Since 2009, Khalil Audi of Cudahy, Wisconsin, has cashed in lottery tickets 33 times to the tune of about $80,000.

Audi’s $10,000 win from Badger Cash Blowout was a one-in-72,000 chance. When he bought a $30 Super Millions scratch-off ticket, he had a one-in-200,000 shot of winning $5,000. That is the same odds as giving birth to conjoined twins. But that ticket cashed also.

Of his 33 wins, Audi purchased 30 of the tickets at Charlie’s Liquor & Tobacco Mart – the place where he works.

Audi’s wins are surprising, but he’s not the luckiest person in Wisconsin.

More ‘lucky winners’

According to Wisconsin Lottery data obtained by Gaming the Lottery, an international investigation into the global lottery industry, the state’s most frequent winner was Annie Mason of Milwaukee. Mason bought tickets worth $600 or more 65 times since 2000, for total winnings of $466,780. She hung up twice when contacted by a reporter.

In that same time, 11 winners have cashed 20 or more winning tickets of at least $600, earning prizes totaling $100,000 or more each.

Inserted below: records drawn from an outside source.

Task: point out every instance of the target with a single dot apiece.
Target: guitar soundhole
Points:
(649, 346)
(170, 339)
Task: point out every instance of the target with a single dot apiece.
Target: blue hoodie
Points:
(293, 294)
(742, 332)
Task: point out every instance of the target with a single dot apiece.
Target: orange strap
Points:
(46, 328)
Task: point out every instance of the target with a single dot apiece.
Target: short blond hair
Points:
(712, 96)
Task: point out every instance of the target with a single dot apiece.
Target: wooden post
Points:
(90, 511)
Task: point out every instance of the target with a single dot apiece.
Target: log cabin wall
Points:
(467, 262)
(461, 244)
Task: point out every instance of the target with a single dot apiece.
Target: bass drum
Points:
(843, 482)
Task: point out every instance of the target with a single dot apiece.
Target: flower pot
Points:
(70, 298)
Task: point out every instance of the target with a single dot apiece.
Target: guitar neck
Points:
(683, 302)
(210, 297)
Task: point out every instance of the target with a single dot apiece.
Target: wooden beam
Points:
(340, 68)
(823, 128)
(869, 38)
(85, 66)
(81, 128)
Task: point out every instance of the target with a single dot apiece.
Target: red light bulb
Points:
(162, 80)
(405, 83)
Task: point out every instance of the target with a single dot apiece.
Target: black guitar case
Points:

Thousands of people throughout the state play a variety of games including scratch-off games and traditional lotteries, such as Powerball, which involve guessing numbers that will appear in daily or biweekly drawings. The lottery has provided more than $4.1 billion in property tax relief and at least $7.8 billion in prizes since it was launched in 1988.

The Wisconsin Center for Investigative Journalism found that at least three of the top 13 winners who have won 20 times or more in recent years have close ties to the retailers selling them the winning tickets — including Audi, who works at Charlie’s Liquor & Tobacco Mart, home to 30 of his 33 wins.

What laws are in place?

Wisconsin has no laws barring lottery retailers or their employees from buying or cashing in lottery tickets at their own stores. This is a gap in regulation that could open the state’s $600-million-a-year lottery system to fraud. Canada learned that lesson in 2006 when provincial lotteries in Ontario and British Columbia were rocked by scandals uncovered in media reports involving store owners and clerks.

In the US, news reports have revealed suspicious pockets of frequent winners. In some cases, these are owners or clerks at stores that sell lottery tickets.

Iowa’s lottery considered banning retail employees from playing the lottery at stores where they work. This is to ensure the games’ integrity. The ombudsman’s office investigates citizen complaints about state government.